Blame game in South Sudan over ceasefire violation
Iran Press TV
Wed Feb 11, 2015 5:9PM
South Sudan's army and rebels have accused each other of violating the latest ceasefire deal, in the wake of fresh clashes between the two sides in the key northern oil hub town of Bentiu.
On Wednesday, South Sudanese army spokesman, Philip Aguer, said forces loyal to former vice president, Riek Machar, were responsible for Tuesday's attack on Bentiu, adding that the assault was 'in clear violation of the cessation of hostilities agreement.'
Meanwhile, South Sudan's Defense Minister Kuol Manyang told media outlets that rebels were behind the town's shelling, which lasted for some two hours.
However, rebel commander Simon Maguek Kai accused the army of the Northeastern African country of raiding Bentiu and its adjacent areas, noting that 'Government forces shelled our positions for the last three days."
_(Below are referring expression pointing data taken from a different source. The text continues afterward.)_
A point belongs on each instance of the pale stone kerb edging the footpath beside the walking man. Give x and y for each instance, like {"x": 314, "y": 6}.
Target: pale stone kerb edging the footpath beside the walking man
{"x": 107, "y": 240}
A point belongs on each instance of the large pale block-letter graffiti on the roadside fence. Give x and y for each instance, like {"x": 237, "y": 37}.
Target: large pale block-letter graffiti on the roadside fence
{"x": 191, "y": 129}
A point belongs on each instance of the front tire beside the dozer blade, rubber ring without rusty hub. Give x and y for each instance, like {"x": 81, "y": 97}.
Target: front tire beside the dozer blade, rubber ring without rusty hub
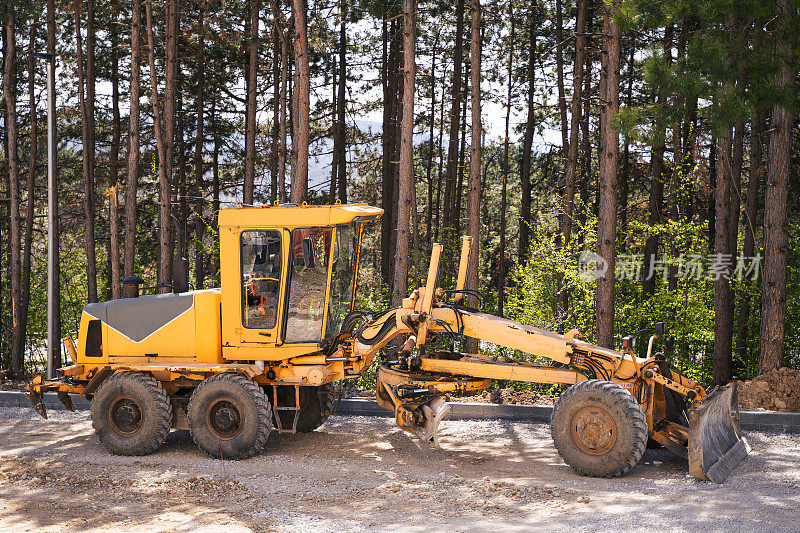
{"x": 631, "y": 438}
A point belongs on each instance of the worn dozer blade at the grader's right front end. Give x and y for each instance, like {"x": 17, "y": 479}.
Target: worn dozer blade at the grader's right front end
{"x": 716, "y": 445}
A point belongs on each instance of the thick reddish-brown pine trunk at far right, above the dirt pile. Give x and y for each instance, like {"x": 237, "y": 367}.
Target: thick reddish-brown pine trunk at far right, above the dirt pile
{"x": 776, "y": 239}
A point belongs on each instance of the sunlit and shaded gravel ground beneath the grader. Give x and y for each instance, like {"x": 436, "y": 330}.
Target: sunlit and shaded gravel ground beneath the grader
{"x": 357, "y": 474}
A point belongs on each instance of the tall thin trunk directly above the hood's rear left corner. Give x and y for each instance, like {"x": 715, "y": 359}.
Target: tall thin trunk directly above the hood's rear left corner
{"x": 87, "y": 142}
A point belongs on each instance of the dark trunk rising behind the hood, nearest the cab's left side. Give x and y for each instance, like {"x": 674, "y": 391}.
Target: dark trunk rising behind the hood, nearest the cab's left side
{"x": 199, "y": 222}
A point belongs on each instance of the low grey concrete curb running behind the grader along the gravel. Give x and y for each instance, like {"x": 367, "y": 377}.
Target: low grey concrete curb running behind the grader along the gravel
{"x": 750, "y": 420}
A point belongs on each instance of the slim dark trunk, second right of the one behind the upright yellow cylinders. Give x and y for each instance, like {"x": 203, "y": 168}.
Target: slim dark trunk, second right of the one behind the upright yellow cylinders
{"x": 525, "y": 214}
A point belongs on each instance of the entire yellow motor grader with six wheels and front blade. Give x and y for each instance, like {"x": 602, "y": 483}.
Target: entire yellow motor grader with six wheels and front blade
{"x": 262, "y": 352}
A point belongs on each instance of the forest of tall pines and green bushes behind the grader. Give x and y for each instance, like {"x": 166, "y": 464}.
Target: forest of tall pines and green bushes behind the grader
{"x": 620, "y": 162}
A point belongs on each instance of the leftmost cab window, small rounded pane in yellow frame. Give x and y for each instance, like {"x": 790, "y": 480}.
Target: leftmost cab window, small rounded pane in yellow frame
{"x": 261, "y": 276}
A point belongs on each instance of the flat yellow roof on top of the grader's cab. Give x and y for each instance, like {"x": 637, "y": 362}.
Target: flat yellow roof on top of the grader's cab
{"x": 292, "y": 215}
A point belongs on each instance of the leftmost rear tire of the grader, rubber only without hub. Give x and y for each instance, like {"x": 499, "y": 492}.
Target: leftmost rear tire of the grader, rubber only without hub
{"x": 154, "y": 404}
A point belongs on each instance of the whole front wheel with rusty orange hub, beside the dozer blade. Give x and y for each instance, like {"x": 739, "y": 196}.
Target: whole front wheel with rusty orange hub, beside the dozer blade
{"x": 599, "y": 429}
Fighting in Bentiu has been ongoing over the past months despite multiple ceasefire deals between the warring sides.
Earlier this month, South Sudan's President Salva Kiir and Machar forged a truce agreement aimed at resolving the ongoing conflict that has hurt the country's oil-producing areas.
The world's youngest nation descended into chaos in late 2013, after the president accused his sacked deputy of attempting to stage a coup.
Since then, forces loyal to each side have been engaged in fierce fighting across the country, despite numerous ceasefire deals.
The next round of peace talks will resume on February 19 and will be completed by March 5.
According to UN figures, more than half of South Sudan's 12 million population are in dire need of humanitarian aid, with over 20 percent of people are at risk of suffering from famine.